Most muscle injuries will respond to rehabilitation treatment without complications. Grade I strains have a low risk of tear extension and heal within 2 weeks with conservative management. Grade II strains require at least 4 weeks of conservative management, with a significant risk of tear extension if the patient returns to full exercise too early. It has been shown that if more than 50% of the cross-sectional area of the hamstring is torn, this correlates well with a convalescence period of greater than six weeks. Increasing length of a strain has also been correlated with an increased period of convalescence.

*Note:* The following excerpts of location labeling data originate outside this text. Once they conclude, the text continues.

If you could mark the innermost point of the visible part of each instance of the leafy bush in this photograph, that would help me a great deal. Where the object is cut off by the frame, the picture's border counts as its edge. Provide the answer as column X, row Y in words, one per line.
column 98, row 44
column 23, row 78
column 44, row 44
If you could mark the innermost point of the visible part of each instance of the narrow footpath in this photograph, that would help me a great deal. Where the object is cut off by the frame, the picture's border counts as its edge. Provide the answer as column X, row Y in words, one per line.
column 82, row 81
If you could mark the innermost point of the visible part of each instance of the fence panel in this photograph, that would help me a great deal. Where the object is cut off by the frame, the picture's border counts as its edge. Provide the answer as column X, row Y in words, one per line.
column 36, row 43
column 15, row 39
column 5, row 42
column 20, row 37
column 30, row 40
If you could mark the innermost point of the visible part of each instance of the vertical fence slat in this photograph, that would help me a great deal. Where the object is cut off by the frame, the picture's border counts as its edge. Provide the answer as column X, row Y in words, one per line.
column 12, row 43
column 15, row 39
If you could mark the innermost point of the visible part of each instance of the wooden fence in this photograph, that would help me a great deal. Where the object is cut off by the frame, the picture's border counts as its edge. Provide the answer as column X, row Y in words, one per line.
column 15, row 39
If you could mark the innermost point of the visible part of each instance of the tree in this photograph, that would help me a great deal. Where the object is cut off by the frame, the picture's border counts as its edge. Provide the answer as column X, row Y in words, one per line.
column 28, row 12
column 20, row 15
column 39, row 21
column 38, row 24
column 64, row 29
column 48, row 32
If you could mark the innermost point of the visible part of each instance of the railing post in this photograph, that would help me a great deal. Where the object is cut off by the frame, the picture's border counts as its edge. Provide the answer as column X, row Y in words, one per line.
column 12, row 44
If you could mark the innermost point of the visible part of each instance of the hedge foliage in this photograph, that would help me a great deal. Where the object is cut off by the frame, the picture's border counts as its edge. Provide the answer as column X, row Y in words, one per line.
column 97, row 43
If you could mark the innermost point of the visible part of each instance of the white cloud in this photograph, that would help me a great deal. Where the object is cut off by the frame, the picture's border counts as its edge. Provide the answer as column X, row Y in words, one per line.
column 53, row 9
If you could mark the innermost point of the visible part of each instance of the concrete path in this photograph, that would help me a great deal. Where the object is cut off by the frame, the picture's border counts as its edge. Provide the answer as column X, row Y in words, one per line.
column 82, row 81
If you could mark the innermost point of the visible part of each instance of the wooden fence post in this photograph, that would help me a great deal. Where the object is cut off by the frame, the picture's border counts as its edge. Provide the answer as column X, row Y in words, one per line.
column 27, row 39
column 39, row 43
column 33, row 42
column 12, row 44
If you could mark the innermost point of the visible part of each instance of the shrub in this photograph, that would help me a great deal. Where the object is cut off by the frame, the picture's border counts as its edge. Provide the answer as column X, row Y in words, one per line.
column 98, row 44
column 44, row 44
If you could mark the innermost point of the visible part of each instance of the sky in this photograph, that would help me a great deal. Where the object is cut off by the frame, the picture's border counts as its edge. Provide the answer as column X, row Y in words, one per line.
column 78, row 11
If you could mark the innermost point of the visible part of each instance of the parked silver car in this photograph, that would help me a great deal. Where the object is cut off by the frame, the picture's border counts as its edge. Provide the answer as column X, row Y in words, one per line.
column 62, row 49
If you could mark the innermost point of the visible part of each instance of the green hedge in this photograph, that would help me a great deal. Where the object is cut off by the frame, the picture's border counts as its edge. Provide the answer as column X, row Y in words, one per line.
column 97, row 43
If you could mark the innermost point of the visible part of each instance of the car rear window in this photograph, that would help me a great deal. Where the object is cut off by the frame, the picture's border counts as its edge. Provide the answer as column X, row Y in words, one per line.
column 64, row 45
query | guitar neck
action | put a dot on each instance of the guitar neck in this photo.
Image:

Prevention strategies, although promising, have not yet proven their effectiveness. Currently, there are very few scientific evidences that a determined preventative protocol has been effective, leading to a statistically significant decrease in muscular injuries. Therefore further research is needed to define its role.

Due to the lack of experimental studies on treatment of muscle injuries, basic sciences are fundamentals to build up a rationale rehabilitation treatment program.

From scientific evidence to clinical practice
# Muscle injuries are one of the most common injuries in sports.
# Muscle injuries heal with a scar that impedes complete regeneration.
# Muscle injuries are classified according to the clinical impairment they cause.
# Diagnosis of a muscle injury is instrumental
# Ultrasonography and magnetic resonance imaging (MRI) can be used to assist diagnosis in the elite sportive
#Ultrasonography is equally useful at identifying hamstring muscle injuries and may be preferable because of lower costs.
# Injured skeletal muscle should be placed to relative rest after the injury for 3–7 days.
# Immediate first aid aims at reducing the bleeding to the injured area.
# Diagnosis can wait for the immediate treatment, icing should last for 48 hours after the injury.
# Immediate treatment follows the ‘RICE’-principle; Rest, Ice, Compression and Elevation.
# Mobilization with manual therapy and active exercise of the injured muscle should be carried within limits of pain.
# Mobilization program include exercises for the injured muscle,
with exercises improving agility and trunk stabilization.
# Stretching is an important part of the mobilization programme.
# For the most part muscle injuries to heal conservatively.
# Non-steroidal anti-inflammatory drugs (NSAIDs) are recommended after skeletal muscle injury.
# Corticosteroids should not be injected nor given orally to the patient with a skeletal muscle injury.
# Therapeutic ultrasound does not have proven therapeutic effect on the regeneration of injured skeletal muscle.
# Muscle strengthening consisting of eccentric exercise are very effective in preventing muscle injuries.
# Massage in reducing pain instead seems to be unique on the psychological effects.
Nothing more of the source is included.